Last year Steve Myers reached a point in his life where he had to make time to improve his health because if he didn’t, the second half of his life could be filled with medications and possibly life-threatening health issues. “Once I made time and was able to stay dedicated, it has now turned into a priority for me – not an option,” says Myers, president of True North Management Services LLC, which constructs cell sites, maintains networks and upgrades wireless infrastructure in the main wireless carriers’ networks.

Over the past year, Myers lost 45 pounds of body fat while increasing his physical activity level. “I feel better and more confident about myself in every situation,” he says. “Some parts of my job are stressful, and getting the workout in each day definitely decreased my stress level.”

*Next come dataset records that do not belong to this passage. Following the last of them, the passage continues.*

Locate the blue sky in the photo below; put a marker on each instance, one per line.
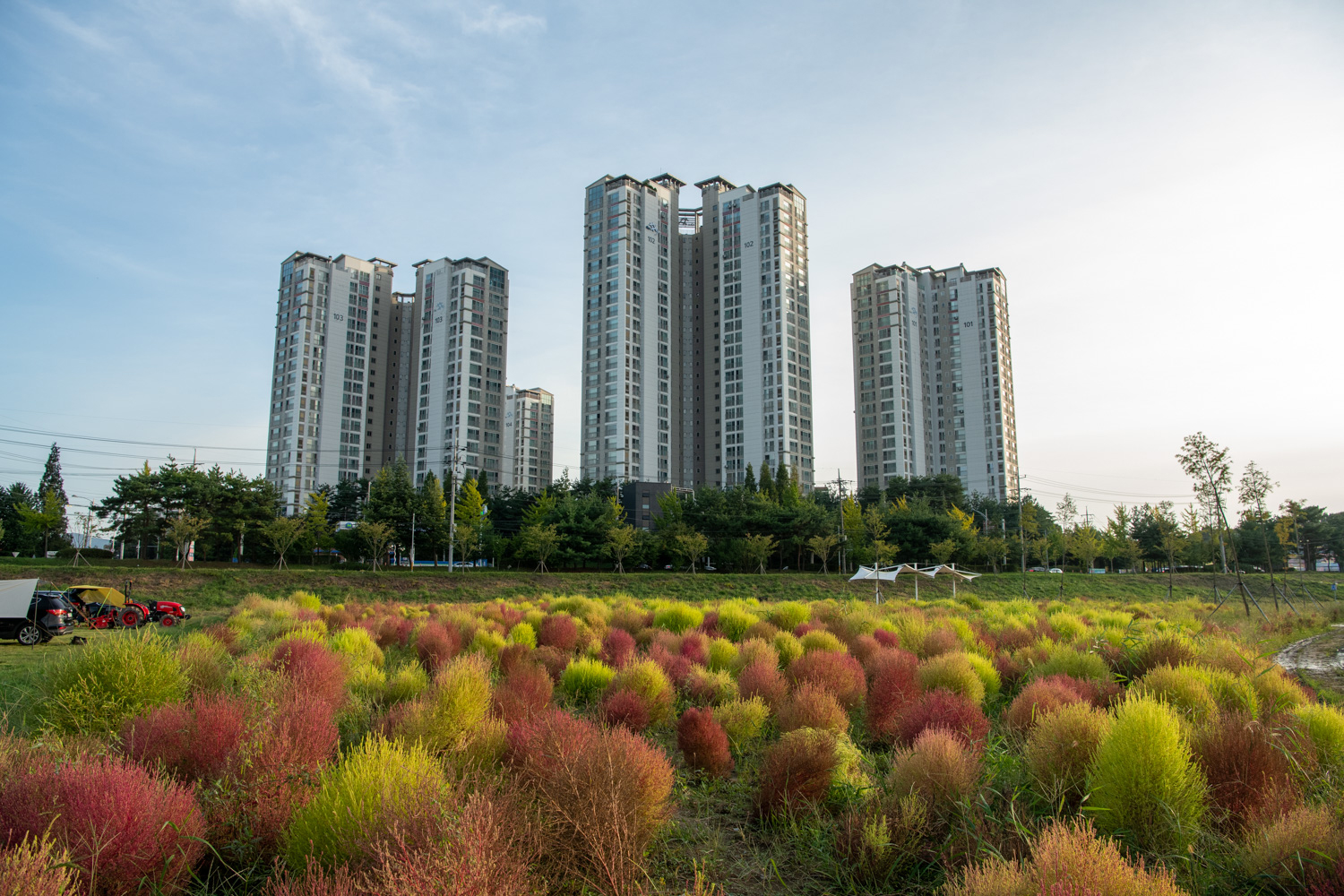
(1159, 182)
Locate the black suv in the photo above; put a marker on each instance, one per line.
(48, 616)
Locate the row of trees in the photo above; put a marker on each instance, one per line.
(765, 522)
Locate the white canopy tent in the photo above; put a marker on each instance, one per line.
(16, 597)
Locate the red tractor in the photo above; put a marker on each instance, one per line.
(104, 607)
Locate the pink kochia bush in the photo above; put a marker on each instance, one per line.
(943, 708)
(125, 829)
(835, 672)
(703, 742)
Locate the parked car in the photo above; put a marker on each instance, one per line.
(30, 616)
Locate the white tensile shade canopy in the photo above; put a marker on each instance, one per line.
(16, 597)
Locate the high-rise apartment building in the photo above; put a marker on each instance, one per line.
(529, 438)
(325, 416)
(696, 341)
(933, 376)
(461, 354)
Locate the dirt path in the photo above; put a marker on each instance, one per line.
(1319, 657)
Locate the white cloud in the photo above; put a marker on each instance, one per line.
(497, 21)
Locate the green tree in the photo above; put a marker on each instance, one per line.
(376, 538)
(757, 549)
(183, 530)
(539, 543)
(621, 541)
(691, 547)
(282, 533)
(824, 546)
(46, 520)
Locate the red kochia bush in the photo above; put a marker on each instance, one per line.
(674, 664)
(835, 672)
(762, 678)
(895, 685)
(695, 646)
(943, 708)
(703, 742)
(1039, 699)
(1247, 767)
(314, 670)
(524, 691)
(625, 708)
(796, 771)
(196, 742)
(435, 645)
(559, 632)
(617, 648)
(124, 828)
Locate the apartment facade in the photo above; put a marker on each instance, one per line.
(933, 376)
(461, 355)
(696, 354)
(529, 437)
(325, 416)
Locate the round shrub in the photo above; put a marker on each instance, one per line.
(1062, 745)
(204, 661)
(677, 618)
(895, 685)
(359, 645)
(585, 678)
(1067, 626)
(943, 708)
(789, 614)
(1144, 780)
(617, 648)
(754, 649)
(744, 720)
(762, 678)
(1179, 688)
(952, 672)
(378, 791)
(1247, 767)
(937, 767)
(722, 654)
(124, 829)
(561, 632)
(814, 707)
(625, 708)
(820, 640)
(93, 691)
(788, 646)
(835, 672)
(736, 619)
(706, 686)
(1039, 699)
(1325, 727)
(703, 743)
(523, 692)
(435, 643)
(648, 680)
(523, 633)
(797, 771)
(451, 711)
(1073, 662)
(406, 683)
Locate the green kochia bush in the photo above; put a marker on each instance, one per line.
(1144, 780)
(586, 678)
(379, 790)
(677, 618)
(116, 677)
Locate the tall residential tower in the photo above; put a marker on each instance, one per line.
(933, 376)
(696, 341)
(325, 418)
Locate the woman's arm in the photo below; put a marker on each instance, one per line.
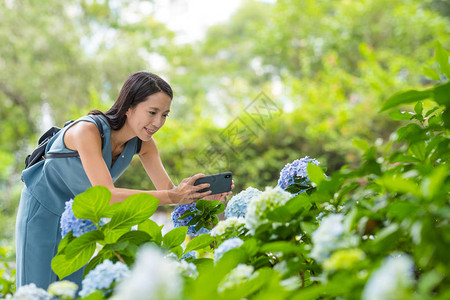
(84, 137)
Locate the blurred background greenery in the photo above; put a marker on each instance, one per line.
(277, 81)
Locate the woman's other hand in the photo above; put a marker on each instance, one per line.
(222, 196)
(186, 192)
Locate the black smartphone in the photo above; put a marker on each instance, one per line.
(219, 183)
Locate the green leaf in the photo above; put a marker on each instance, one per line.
(315, 173)
(175, 237)
(442, 94)
(360, 144)
(441, 56)
(65, 241)
(418, 108)
(279, 214)
(386, 239)
(199, 242)
(298, 203)
(153, 229)
(136, 237)
(399, 115)
(434, 182)
(406, 97)
(64, 265)
(431, 73)
(111, 209)
(281, 246)
(98, 259)
(82, 242)
(91, 204)
(134, 210)
(177, 250)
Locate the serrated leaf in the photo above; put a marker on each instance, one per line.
(360, 144)
(153, 229)
(406, 97)
(418, 108)
(177, 250)
(441, 56)
(82, 242)
(91, 204)
(199, 242)
(315, 173)
(136, 237)
(134, 210)
(63, 265)
(441, 94)
(175, 237)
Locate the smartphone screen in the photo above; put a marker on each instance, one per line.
(220, 183)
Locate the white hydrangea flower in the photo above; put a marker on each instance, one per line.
(236, 277)
(237, 206)
(227, 246)
(64, 290)
(391, 280)
(153, 277)
(326, 238)
(31, 292)
(231, 224)
(258, 207)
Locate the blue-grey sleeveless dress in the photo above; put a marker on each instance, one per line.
(48, 185)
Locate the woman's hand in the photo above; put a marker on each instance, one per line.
(220, 197)
(186, 191)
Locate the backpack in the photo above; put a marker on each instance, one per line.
(39, 154)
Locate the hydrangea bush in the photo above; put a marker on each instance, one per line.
(379, 231)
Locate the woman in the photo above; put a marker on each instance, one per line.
(138, 113)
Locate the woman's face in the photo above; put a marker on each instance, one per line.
(146, 118)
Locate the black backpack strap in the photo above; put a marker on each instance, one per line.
(100, 127)
(75, 153)
(139, 145)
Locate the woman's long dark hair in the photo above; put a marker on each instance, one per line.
(135, 90)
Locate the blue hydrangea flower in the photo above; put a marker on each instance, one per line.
(32, 292)
(237, 206)
(69, 222)
(179, 211)
(103, 276)
(296, 169)
(227, 246)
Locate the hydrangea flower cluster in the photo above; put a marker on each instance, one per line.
(153, 277)
(326, 237)
(227, 246)
(267, 201)
(391, 280)
(237, 206)
(103, 276)
(179, 211)
(230, 225)
(32, 292)
(296, 169)
(64, 289)
(236, 277)
(69, 222)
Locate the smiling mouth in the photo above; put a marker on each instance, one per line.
(149, 132)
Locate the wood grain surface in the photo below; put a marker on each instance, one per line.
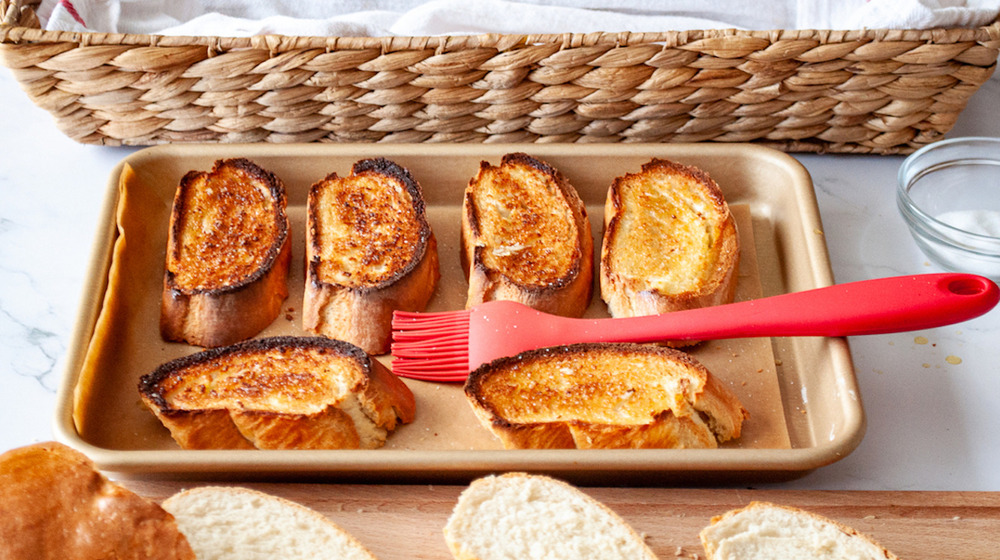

Myers achieved this weight loss by working out Monday through Friday with a couple of team members at Gold’s Gym in Fenton. Each day of the week he completes the following exercises:
Monday: chest, arms, triceps
Tuesday: lats, arms, stomach/core, biceps
Wednesday: squats, legs, shoulders
Thursday: core, sides and stomach
Friday: All exercises completed in the week but only two reps

Myers plans on increasing the amount of healthy foods in his diet to help reach new goals. He stays motivated to continue on this path, as the positives are too much to ignore. “All areas of my abilities as a leader have been positively influenced,” he says. “I have experienced an increase in concentration, confidence, energy level and overall personal fulfillment. Feeling good and looking good makes for a happier person. Any leader who is dedicated to fitness will make better decisions for his company.”

While leading his company, Myers encourages a healthy diet and exercise every day. “At True North, we are an outdoor company and our employees have a very physical job, to say the least,” he says. “So being in shape is a priority for all of us to be successful.”